Historic house in Maryland, United States

Mount Lubentia is a historic house located at Largo in Prince George's County, Maryland, United States. It is an elegantly detailed 2 1/2-story Georgian/Federal-style, Flemish bond brick house, probably built about 1760 and substantially renovated in the late 1790s, by Enoch Magruder and his son, Dennis of Harmony Hall.
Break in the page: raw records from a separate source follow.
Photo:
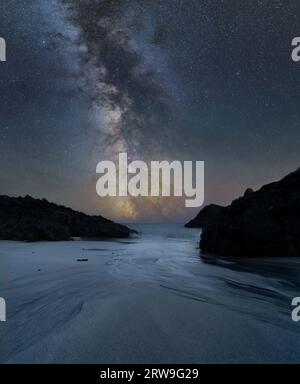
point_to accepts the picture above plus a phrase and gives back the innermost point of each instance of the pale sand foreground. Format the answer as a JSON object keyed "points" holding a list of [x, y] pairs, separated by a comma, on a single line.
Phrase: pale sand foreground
{"points": [[148, 300]]}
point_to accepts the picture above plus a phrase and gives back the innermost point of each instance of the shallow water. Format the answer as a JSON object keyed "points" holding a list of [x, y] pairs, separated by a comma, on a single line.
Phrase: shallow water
{"points": [[46, 288]]}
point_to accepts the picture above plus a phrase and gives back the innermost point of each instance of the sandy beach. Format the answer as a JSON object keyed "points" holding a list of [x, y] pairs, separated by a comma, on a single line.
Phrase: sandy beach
{"points": [[149, 299]]}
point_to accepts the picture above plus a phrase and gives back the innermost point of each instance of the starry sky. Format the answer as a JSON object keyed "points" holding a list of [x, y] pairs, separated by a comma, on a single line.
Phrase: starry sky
{"points": [[208, 80]]}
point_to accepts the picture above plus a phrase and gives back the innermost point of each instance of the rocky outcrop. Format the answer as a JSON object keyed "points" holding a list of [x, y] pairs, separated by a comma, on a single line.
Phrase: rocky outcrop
{"points": [[206, 216], [34, 220], [261, 223]]}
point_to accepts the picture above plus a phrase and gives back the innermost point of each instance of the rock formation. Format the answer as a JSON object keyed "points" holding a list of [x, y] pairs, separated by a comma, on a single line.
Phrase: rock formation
{"points": [[261, 223], [31, 219], [205, 217]]}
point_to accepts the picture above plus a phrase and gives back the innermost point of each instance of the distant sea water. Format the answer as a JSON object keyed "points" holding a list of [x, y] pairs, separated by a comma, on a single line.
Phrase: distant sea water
{"points": [[150, 298]]}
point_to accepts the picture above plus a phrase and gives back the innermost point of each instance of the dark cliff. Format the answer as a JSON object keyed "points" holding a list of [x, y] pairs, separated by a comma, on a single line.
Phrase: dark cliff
{"points": [[31, 219], [261, 223]]}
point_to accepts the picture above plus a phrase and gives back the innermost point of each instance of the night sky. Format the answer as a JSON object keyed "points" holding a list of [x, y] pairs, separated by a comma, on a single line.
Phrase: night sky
{"points": [[172, 79]]}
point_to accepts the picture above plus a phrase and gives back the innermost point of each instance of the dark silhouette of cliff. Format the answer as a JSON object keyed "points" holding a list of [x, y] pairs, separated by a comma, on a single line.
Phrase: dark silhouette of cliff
{"points": [[261, 223], [31, 219]]}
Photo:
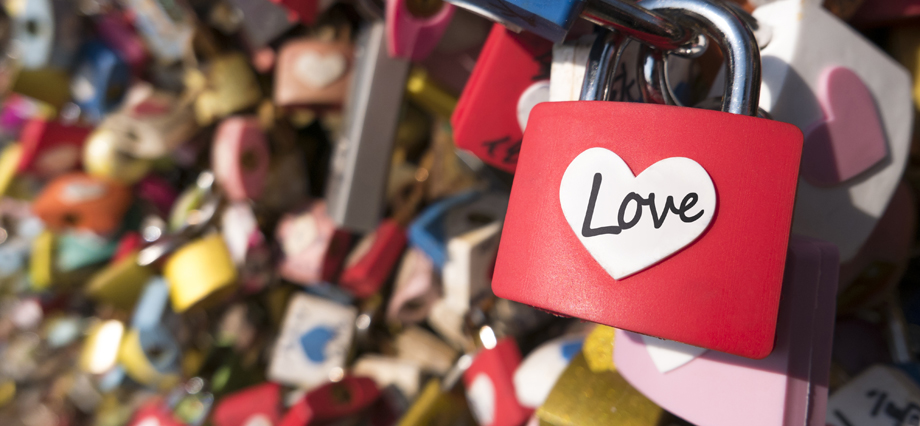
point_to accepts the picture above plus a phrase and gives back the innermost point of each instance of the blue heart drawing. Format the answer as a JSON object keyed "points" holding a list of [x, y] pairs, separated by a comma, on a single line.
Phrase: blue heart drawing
{"points": [[314, 343]]}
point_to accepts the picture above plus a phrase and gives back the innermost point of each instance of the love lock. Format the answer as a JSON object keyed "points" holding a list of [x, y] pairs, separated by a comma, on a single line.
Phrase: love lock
{"points": [[646, 253]]}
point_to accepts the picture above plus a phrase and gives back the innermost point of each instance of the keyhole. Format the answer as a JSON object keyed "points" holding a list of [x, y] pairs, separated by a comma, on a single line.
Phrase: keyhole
{"points": [[249, 161], [424, 8]]}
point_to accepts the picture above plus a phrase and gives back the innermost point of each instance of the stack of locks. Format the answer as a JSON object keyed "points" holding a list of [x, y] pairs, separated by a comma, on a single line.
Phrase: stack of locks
{"points": [[473, 212]]}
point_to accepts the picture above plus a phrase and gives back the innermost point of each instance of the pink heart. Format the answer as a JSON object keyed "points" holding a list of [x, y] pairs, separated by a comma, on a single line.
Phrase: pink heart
{"points": [[850, 138]]}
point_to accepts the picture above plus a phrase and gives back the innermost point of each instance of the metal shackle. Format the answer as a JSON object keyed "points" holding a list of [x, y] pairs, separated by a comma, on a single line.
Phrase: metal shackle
{"points": [[735, 39]]}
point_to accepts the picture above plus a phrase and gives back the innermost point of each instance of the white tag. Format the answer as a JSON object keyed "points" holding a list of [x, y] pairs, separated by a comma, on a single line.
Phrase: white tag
{"points": [[628, 222], [668, 354]]}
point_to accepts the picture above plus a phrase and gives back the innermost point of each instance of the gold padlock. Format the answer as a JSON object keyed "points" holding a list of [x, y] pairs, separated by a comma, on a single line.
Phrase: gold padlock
{"points": [[199, 269]]}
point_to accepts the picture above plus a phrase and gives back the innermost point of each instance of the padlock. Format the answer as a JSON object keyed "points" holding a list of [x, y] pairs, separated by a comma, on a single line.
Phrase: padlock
{"points": [[229, 86], [314, 249], [100, 81], [50, 148], [452, 217], [313, 72], [119, 284], [885, 13], [313, 343], [258, 405], [489, 385], [373, 258], [881, 395], [77, 249], [417, 345], [848, 174], [332, 401], [240, 158], [882, 261], [583, 396], [511, 76], [556, 192], [789, 387], [82, 202], [167, 27], [115, 30], [357, 179], [199, 270], [552, 21], [48, 33], [535, 377], [415, 290], [414, 27], [390, 371]]}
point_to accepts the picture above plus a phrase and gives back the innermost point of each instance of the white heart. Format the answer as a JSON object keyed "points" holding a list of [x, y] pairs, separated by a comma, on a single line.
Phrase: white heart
{"points": [[320, 70], [638, 244], [668, 354]]}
The house was occupied by the Rev. Jonathan Boucher from 1771 to 1773 who described it as "a very tolerable house" in his Reminiscences of an American Loyalist, and remarked that his pupils dubbed the house "Castle Magruder." Among Boucher's students was Jackie Custis, George Washington's step-son, who lived with Boucher at Mount Lubentia during this period. George and Martha Washington visited on several occasions, as related in Washington's diary. Forrest Bowie, a direct descendant of Enoch Magruder, stated in an article written in the late 1930s that family tradition held that Dennis Magruder was born at Mount Lubentia in 1759. He was given the house and property by his father upon his marriage in 1779, when serving in the Maryland Line during the Revolutionary War. During the course of restoration by the owner over the past 15 years, evidence of earlier configuration, materials and finish has been discovered beneath the late 18th and early 19th century work now evident.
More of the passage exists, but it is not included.